Optimization Theory Behind the `bunching` Package
In bunching: Estimate Bunching

knitr::opts_chunk$set(fig.width=4, fig.height = 4, out.width="45%", fig.align="center",
                      echo=FALSE, fig.pos = 'h',
                      collapse = TRUE,
                      comment = "#>"
                      )

library(bunching)

This vignette introduces the optimization theory underlying the bunching package. For an explanation of the package's estimation methods and examples, see the companion vignette bunching_examples.

Introduction

The bunching package implements the bunching estimator, as developed (in different flavors and applications) by Saez (2010), Chetty et al. (2011) and Kleven et al. (2013). The original aim of the estimator was to tackle questions within the fields of labor and public economics (and taxation in particular), but can be applied to any setting where a constrained optimization problem involves a discontinuity in a constraint, which can be related to a discontinuity in the observed density of the decision variable. It naturally extends to any setting that involves prices, since taxes are simply instruments that scale or shift prices. Indeed, it has since been applied in numerous studies outside of economics, including empirical questions in finance (Dagostino 2019), psychology (Allen et al. 2017) and law (Dharmapala 2019). Due to its generality, it can be readily used in any commercial setting involving non-linearities in constraints, such as non-linear pricing schemes, non-linear incentive contracts in the workplace, etc.

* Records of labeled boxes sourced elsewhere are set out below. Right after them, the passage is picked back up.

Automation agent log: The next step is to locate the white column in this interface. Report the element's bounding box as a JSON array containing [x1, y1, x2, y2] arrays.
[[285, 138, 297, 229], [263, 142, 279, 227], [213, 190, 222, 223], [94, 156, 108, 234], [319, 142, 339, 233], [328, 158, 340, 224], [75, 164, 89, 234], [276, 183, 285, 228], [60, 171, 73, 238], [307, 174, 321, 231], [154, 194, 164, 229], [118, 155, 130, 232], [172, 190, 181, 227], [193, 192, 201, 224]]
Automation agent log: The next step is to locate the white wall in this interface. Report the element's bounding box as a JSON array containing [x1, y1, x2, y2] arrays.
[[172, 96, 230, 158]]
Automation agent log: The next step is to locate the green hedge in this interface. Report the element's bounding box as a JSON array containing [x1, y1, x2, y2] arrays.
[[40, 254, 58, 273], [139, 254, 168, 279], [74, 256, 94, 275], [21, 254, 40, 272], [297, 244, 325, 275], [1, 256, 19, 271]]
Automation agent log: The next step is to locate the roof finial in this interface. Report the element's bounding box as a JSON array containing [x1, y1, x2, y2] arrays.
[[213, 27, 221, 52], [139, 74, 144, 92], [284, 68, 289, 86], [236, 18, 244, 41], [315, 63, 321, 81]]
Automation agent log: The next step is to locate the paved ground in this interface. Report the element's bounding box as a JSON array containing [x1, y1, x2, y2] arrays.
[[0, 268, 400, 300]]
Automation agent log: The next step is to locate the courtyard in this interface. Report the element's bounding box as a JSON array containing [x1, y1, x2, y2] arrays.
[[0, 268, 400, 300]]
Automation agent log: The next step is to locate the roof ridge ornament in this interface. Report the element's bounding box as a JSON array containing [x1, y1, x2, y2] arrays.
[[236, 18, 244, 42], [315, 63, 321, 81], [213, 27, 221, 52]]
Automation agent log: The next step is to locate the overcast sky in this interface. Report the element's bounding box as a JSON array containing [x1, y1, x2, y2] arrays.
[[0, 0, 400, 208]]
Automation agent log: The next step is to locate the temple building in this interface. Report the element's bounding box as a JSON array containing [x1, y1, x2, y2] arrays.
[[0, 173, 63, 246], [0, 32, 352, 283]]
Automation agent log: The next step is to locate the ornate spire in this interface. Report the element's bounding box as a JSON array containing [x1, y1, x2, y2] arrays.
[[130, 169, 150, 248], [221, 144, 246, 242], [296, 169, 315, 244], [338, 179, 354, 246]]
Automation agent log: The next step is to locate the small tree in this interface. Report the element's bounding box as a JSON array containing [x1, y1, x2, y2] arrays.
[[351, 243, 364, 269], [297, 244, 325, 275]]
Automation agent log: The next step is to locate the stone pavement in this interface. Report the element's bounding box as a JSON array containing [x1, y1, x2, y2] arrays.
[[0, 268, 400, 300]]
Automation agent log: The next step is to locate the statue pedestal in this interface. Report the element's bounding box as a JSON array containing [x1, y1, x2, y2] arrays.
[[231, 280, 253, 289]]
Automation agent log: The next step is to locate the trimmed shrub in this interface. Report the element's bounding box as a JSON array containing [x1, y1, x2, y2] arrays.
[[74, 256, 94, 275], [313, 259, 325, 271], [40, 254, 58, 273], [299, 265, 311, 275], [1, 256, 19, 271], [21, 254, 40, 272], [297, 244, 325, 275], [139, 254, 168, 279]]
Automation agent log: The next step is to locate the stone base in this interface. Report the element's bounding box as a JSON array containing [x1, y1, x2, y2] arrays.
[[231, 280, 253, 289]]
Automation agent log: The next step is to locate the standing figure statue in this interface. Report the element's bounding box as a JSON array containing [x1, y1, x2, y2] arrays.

The goal of the estimator is to credibly estimate the resulting bunching (i.e. excess mass) at a particular level of a choice set that features a discontinuity, over and above what would have been observed in the absence of the discontinuity in the given constraint. The estimator solves a challenge of both causal inference and prediction, since we would like to (causally) attribute the excess mass to a particular discontinuity in a constraint, but cannot typically observe the counterfactual density in the absence of that constraint. The estimator's novelty is to provide a prediction method for this counterfactual by combining reduced-form methods with micro-economically founded optimization theory, and relies on minimal assumptions.

The vignette will explain the intuition using the original setting for which bunching was developed: analyzing behavioral responses to income taxes, and will closely follow Mavrokonstantis and Seibold (2022). For a longer review, see Kleven (2016). Two main types of discontinuities are considered: kinks, i.e. changes in the slopes of choice sets, and notches, i.e. changes in the levels of choice sets. Both are supported by the bunching package.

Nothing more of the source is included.